A profit sharing plan uses a 6-year graded schedule for it's employer allocations. The plan has never been top-heavy, but in a couple of years it will very likely become top-heavy.
The adoption agreement has a slot for electing a vesting schedule for top-heavy purposes. That section states for any year the plan is top-heavy, the top-heavy vesting schedule applies to the extent that it is more favorable than the plan's regular vesting schedule.
For some reason, the top-heavy vesting schedule is a 5-year graded (0,20,40,60,80,100) - one year quicker than the 6-year schedule. The employer would like the 6-year schedule to be applied when the plan becomes top-heavy.
The document then goes on to say that the top-heavy vesting schedule applies to all benefits within the meaning of 411(a)(7) except those already subject to a schedule that vests at least as rapidly as the schedule above. And only for participants with an hour of service after the plan becomes top-heavy.
The plan document spells out some rules for amending the plan's vesting schedule. Since the plan is not top-heavy yet, do those rules for amending the schedule apply to the top-heavy vesting schedule?

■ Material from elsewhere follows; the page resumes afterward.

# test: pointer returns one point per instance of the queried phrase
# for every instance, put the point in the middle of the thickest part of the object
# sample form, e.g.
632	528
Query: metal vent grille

If they do apply, the plan states employees with 3 years vesting "may elect to have the nonforfeitable percentage computed under the Plan without regard to such amendment." With the plan currently not top-heavy, that election does nothing - they are still on the 6-year schedule. What choice are they making, for example, between schedule A or B: what would be vesting schedule A vs. what is vesting schedule B that they get to elect from?